Ledru-Rollin Avenue is a street situated in the neighbourhoods of Quinze-Vingts of the 12th arrondissement and Sainte-Marguerite and Roquette of the 11th arrondissement of Paris.

Location
Ledru-Rollin Avenue is a broad thoroughfare of about 1.5 kilometres in length which unites the Austerlitz Bridge to the Town Hall of the 11th arrondissement, at Leon Blum Square (Place Léon Blum). Its initial orientation is North-East, but Ledru-Rollin Avenue eventually curves towards the North. The entire boulevard is bordered by trees on both sides, and it passes through the three main east-west arteries of the 12th arrondissement: Avenue Daumesnil, the rue de Charenton and the rue du Faubourg-Saint-Antoine, the last of which marks the border between the 12th and the 11th arrondissements. Most of the buildings on the avenue date from the 19th and 20th centuries, and some of them are quite distinguished.
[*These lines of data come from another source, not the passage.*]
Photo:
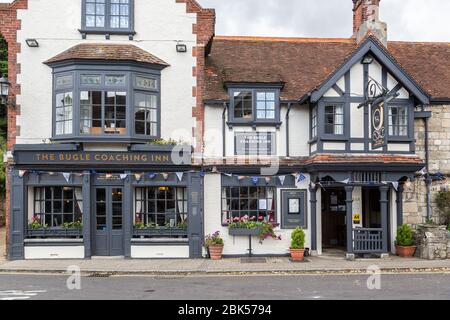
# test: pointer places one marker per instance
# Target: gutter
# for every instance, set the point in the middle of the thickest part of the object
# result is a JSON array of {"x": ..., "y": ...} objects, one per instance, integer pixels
[{"x": 225, "y": 107}]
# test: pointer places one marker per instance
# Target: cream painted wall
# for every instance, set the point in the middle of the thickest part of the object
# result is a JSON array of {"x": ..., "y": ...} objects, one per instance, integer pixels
[
  {"x": 298, "y": 131},
  {"x": 158, "y": 23},
  {"x": 239, "y": 245}
]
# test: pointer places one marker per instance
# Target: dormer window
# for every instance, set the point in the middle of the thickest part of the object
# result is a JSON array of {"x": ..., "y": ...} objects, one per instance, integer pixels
[
  {"x": 108, "y": 17},
  {"x": 254, "y": 106}
]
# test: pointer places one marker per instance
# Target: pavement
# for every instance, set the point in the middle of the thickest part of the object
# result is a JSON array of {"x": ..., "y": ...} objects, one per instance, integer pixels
[
  {"x": 326, "y": 264},
  {"x": 260, "y": 288}
]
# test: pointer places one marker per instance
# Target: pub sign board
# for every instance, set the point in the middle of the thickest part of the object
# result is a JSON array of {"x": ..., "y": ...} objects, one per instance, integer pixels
[
  {"x": 92, "y": 158},
  {"x": 378, "y": 124}
]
Ledru-Rollin Avenue is easily accessed via the Métro stations Quai de la Rapée (   ), Ledru-Rollin (  ), and Voltaire (  ). It is also close to the stations Bastille and Gare de Lyon on Metro Line , and is home to many bus stops as well, including the 20, 24, 57, 61, 63, and 65 as well as the 69, 76 & 86.

Origin of the name
In 1879, the avenue was named in honour of the French lawyer and politician Alexandre Auguste Ledru, also known as Ledru-Rollin (1807-1874), Minister of the Interior of the 2nd Republic, and a champion of universal suffrage (for men).  Twenty-six other French cities and towns also bear streets with the name Ledru-Rollin: a boulevard in Montpellier, and streets in Agen, Dijon, Avignon, Châteauroux, Tours, Tarbes, Bellac, Argenton-sur-Creuse, Limoges, Marseille, La Ciotat, Moulins, Pertuis, Hellemmes, Reims, Roanne, Rueil-Malmaison, Suresnes, Mauguio, Rochefort-sur-Mer, Sotteville-lès-Rouen, Houilles, Choisy-le-Roi, Ivry-sur-Seine, and in Fontenay-aux-Roses, where he died on 31 December 1874.

History

A part of Ledru-Rollin Avenue was inundated in the famous flooding of the Seine River in January 1910.

Notable buildings
 The beginning of the Austerlitz Bridge.
 No. 33, the technical secondary school Chennevière-Malézieux.
 No. 40, the sculptures on the facade are by Émile Joseph Nestor Carlier (1849-1927).
 At the intersection with Avenue Daumesnil, the high line called Promenade plantée, developed in the late 1990s from a disused train bridge.
 No. 66, the primary entrance to the parish church St. Antoine des XV-XX.

 At No. 153, a former Protestant church, built in 1882 by W. Hansen, is notable for the sculpture of an open Bible.  This building is listed on the protected buildings of the 11th arrondissement.
 At No. 160, the pastry shop La Couronne du Roi, is located, which specialises in cake design.